I’d offer you some suggestions, but I’ve been away for two years, and when I left we were all still making jokes about Nicole Cornes and water restrictions. Having said that, I think the bogans at the Clipsal 500 are still fair game, but that’s just me.
Oh, I was imagining different jokes, alas.
I did student revues at Adelaide Uni. We tried to make jokes about Adelaide. Let me tell you, Adelaide is not funny.
We were reduced to:
Popeye
West Lakes
The Glenelg Tram
pink shorts (not actually all that funny, apart from saying the words “pink shorts”)
A Touch of Elegance
the pie cart
the Cleland Wildlife Reserve
the war between Humphrey Bear and Fat Cat (I actually knew the guy who made a living inside Fat Cat, BTW)
quarries
Have you noticed, in your walks along North Terrace, that bus number nine goes to Paradise, through St. Peters? That, sung to a Gershwin tune, was almost funny. Almost.
I am very sorry, honourable husband, I am unable to visit your blog. Is it a typepad one?

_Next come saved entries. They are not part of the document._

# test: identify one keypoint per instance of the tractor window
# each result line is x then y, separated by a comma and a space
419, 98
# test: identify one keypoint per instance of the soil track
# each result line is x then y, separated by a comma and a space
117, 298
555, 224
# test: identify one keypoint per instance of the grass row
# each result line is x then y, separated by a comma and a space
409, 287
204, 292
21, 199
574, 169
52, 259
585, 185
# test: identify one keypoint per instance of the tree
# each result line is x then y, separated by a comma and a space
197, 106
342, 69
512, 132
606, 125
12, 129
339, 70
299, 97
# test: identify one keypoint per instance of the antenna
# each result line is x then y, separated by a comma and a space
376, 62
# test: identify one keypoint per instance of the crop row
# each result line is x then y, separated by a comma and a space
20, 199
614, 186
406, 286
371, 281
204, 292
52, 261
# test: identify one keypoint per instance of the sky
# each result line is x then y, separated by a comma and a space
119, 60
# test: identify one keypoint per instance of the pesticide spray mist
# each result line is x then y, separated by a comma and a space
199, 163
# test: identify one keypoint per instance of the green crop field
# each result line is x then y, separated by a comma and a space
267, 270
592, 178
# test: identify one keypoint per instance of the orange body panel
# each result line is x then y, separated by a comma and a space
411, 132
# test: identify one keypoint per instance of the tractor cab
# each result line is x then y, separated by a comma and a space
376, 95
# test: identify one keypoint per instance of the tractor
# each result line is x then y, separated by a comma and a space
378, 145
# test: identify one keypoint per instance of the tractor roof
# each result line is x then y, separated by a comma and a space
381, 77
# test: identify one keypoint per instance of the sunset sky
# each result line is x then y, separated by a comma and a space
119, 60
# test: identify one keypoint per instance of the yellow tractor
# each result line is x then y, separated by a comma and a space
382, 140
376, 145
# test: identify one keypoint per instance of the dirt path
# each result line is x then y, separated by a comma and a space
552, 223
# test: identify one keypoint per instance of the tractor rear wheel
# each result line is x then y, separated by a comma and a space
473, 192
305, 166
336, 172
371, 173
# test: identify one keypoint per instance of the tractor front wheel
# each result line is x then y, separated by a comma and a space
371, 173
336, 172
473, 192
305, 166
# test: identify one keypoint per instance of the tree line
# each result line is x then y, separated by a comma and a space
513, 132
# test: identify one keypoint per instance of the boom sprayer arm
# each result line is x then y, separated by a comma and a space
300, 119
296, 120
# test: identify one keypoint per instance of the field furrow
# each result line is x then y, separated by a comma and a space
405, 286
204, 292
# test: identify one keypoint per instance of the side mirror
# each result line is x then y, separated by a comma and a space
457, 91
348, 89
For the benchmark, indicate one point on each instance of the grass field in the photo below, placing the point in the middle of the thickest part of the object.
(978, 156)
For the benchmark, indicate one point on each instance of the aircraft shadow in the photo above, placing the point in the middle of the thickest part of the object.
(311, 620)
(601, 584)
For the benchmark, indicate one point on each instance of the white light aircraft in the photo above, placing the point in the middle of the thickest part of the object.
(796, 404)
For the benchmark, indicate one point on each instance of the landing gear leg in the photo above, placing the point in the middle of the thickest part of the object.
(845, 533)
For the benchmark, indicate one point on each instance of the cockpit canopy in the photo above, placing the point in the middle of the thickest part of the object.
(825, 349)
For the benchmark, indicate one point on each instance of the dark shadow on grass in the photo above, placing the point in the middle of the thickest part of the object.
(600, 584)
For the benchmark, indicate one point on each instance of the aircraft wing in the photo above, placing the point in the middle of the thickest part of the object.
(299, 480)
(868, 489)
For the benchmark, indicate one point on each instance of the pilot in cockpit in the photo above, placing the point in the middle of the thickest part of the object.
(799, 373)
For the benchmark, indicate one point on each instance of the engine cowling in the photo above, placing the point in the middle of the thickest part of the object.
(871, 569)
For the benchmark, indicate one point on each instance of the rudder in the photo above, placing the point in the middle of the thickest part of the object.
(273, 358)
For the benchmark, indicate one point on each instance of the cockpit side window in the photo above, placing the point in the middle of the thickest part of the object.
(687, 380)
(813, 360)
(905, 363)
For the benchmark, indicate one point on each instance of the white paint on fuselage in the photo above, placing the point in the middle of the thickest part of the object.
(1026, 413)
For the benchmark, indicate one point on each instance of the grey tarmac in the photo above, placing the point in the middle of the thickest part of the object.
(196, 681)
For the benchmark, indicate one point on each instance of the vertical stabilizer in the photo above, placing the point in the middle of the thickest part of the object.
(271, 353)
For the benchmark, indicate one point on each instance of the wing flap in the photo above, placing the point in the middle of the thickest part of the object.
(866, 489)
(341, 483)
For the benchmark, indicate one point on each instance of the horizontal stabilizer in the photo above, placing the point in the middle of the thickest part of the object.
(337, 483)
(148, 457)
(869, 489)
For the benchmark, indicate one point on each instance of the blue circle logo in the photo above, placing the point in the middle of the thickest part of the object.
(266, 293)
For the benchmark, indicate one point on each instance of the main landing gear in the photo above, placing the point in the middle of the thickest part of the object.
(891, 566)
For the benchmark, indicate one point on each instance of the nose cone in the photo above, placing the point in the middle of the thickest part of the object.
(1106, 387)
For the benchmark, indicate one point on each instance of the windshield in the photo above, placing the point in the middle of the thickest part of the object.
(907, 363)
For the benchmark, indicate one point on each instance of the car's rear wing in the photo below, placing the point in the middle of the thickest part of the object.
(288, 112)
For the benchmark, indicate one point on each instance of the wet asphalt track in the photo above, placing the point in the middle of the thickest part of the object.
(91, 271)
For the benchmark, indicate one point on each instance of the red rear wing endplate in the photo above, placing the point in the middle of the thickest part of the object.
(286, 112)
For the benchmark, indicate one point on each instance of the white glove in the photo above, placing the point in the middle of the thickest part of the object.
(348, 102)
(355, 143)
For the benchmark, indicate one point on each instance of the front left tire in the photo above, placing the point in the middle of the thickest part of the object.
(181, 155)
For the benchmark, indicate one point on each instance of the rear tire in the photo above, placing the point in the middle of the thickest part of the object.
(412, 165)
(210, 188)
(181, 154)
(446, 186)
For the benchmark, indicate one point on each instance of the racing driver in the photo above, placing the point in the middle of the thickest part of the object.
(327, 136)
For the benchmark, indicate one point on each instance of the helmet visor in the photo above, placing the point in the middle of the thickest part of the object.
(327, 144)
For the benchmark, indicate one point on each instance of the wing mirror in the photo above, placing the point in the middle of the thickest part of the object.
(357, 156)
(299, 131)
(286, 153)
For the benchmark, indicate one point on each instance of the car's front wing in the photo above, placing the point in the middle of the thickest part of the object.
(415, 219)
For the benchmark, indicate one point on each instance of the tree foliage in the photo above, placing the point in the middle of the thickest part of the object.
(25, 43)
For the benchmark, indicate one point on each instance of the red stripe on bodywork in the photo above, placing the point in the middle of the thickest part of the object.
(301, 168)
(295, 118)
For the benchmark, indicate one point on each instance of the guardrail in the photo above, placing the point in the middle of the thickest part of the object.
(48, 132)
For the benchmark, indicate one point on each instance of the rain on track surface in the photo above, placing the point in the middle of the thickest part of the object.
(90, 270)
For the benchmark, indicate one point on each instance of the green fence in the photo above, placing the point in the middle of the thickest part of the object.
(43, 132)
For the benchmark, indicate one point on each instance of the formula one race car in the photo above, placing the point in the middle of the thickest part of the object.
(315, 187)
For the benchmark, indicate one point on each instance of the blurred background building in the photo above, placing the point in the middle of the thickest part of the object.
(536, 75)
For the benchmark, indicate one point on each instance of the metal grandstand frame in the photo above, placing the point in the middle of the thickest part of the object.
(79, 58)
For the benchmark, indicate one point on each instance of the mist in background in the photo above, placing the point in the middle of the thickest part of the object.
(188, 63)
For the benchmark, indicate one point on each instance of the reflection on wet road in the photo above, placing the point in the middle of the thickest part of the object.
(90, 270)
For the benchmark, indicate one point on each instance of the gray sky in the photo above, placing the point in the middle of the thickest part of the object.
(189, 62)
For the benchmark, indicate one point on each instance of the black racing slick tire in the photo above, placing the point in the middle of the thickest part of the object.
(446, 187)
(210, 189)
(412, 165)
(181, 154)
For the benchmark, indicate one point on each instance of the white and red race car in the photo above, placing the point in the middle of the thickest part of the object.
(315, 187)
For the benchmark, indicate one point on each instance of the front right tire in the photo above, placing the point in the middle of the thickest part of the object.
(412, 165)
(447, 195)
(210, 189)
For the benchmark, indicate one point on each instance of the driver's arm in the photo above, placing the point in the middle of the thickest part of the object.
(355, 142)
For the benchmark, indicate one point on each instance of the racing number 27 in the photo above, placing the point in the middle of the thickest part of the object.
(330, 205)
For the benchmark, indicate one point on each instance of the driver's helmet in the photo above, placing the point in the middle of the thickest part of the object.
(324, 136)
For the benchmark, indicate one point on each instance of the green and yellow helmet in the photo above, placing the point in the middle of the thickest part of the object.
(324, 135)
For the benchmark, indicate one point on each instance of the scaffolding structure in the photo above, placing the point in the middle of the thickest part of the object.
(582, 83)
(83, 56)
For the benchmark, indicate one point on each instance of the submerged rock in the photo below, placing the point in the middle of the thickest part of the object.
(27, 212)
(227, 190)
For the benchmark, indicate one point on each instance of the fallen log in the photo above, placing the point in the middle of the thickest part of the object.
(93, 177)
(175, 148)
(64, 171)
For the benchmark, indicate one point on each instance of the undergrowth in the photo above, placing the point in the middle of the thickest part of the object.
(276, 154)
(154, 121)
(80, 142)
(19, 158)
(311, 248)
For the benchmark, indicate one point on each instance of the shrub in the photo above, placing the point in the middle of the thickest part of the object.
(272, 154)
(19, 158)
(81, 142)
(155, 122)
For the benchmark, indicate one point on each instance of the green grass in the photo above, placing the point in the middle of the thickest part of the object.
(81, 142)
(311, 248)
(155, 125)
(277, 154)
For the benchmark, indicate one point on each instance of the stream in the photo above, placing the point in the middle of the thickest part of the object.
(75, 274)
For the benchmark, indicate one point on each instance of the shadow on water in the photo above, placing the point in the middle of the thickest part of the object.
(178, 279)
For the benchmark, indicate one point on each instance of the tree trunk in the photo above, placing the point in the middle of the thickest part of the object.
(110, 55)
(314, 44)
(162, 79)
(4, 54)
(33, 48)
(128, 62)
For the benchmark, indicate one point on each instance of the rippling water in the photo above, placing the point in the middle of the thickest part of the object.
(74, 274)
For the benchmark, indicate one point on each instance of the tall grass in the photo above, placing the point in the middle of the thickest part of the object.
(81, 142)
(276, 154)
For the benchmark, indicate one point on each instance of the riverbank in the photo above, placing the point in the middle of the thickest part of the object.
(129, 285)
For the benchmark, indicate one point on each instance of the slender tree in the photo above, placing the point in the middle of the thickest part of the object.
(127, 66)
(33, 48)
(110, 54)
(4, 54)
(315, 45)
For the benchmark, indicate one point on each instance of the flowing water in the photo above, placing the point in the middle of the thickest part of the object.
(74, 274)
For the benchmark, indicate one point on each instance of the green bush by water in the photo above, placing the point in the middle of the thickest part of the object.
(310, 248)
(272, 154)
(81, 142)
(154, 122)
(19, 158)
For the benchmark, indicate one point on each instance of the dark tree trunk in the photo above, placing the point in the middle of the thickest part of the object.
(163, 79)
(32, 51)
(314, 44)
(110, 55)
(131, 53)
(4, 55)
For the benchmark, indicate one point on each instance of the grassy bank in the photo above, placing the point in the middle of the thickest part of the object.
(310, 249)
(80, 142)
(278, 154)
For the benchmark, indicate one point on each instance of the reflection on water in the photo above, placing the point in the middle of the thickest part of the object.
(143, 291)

For some reason, my IP doesn’t let me visit typepad blogs. It is most frustrating, as you sound most intriguing.
Thank you for your kind compliment.
Yes, it is a TypePad blog. I chose TypePad because it is reputed to be the Rolls-Royce of blogging platforms.
But what good is a Rolls-Royce if you can’t drive it to the shops for a pint of milk?
See ya when you’re surfing from abroad!
Something I find funny about people from Adelaide, but in a charming ‘I like you’ kind of way is how much they like Adelaide and will not hear a word against it. Because it is never done in an arrogant way like people from Melbourne or Sydney. More of a mystified tone of wondering why everyone else doesn’t love Adelaide as well.
Also, people from Queensland find it quite funny when people from Adelaide come to Canberra in summer and say ‘gosh, it’s so humid here!’. That’s hardly a mass- market joke, though, is it?
No, it doesn’t really have broad appeal. But who knows? Maybe someone will be appearing in front of an audience of people currently living in Canberra who once lived in Queensland and have since met a lot of people from Adelaide. You never know.
You forgot jokes about losing the Grand Prix.
I am, however, guilty of finding jokes about the poor overall quality of Adelaide’s drivers mildly amusing. Unless they include the phrase ‘elastic lanes’ and any attempt to communicate the concept of a group of people holding drivers licenses who have never learned for themselves, nor been informed by others, about the existence, necessity, laws governing and proper uses of indicators.
“It’s like they’ve never even HEARD of indictors! Never! Heard of! Ha! Indic- Ha Ha! Indicators! Ha ha ha!”
This is more your interstate visitor comedian/enne, rather than your pay-to-get-in performer.
Ps. BALLS!!!
ah, yes, the grand prix. Of course.
(and yes, balls is still funny, you are right)
Hey I just got back to Sydney after two days for work in Adelaide and I really don’t understand what it is about those pandas. I was given a Haigh’s chocoloate panda (yum) but I might have preferred a frog.
Also, my cab driver reckoned Adelaide drivers are more possessive of their lanes than people in Queensland who in my experience expect two kilometres notice of a lane change.
He also reckoned Adelaide was a 20 mintue town, except in rush hour when it was a 25 minute town.
boom boom.
More seriously I learnt about the marvellous Muriel Matters and feel inspired to hire a dirigible.
I had to google Muriel Matters. I just learnt something.
Oh, god, the pandas. Why. On my way to work I sometimes pass a building (I think it’s a fancy-car sales yard?) that has a big thing in the window that says ‘We PANDA to you!’ It never fails to make me groan and wish for death.
I would cautiously suggest that the best jokes about Adelaide are jokes about Melbourne? Ie, stealing our stuff, whatever. I also heard Adam Hills tell a good one involving Farmer’s Union Iced Coffee. The best bit was that it allowed us to boast that we got rid of our starbucks. Possibly something about Crows/Port, but football bored me silly so no help from me, there.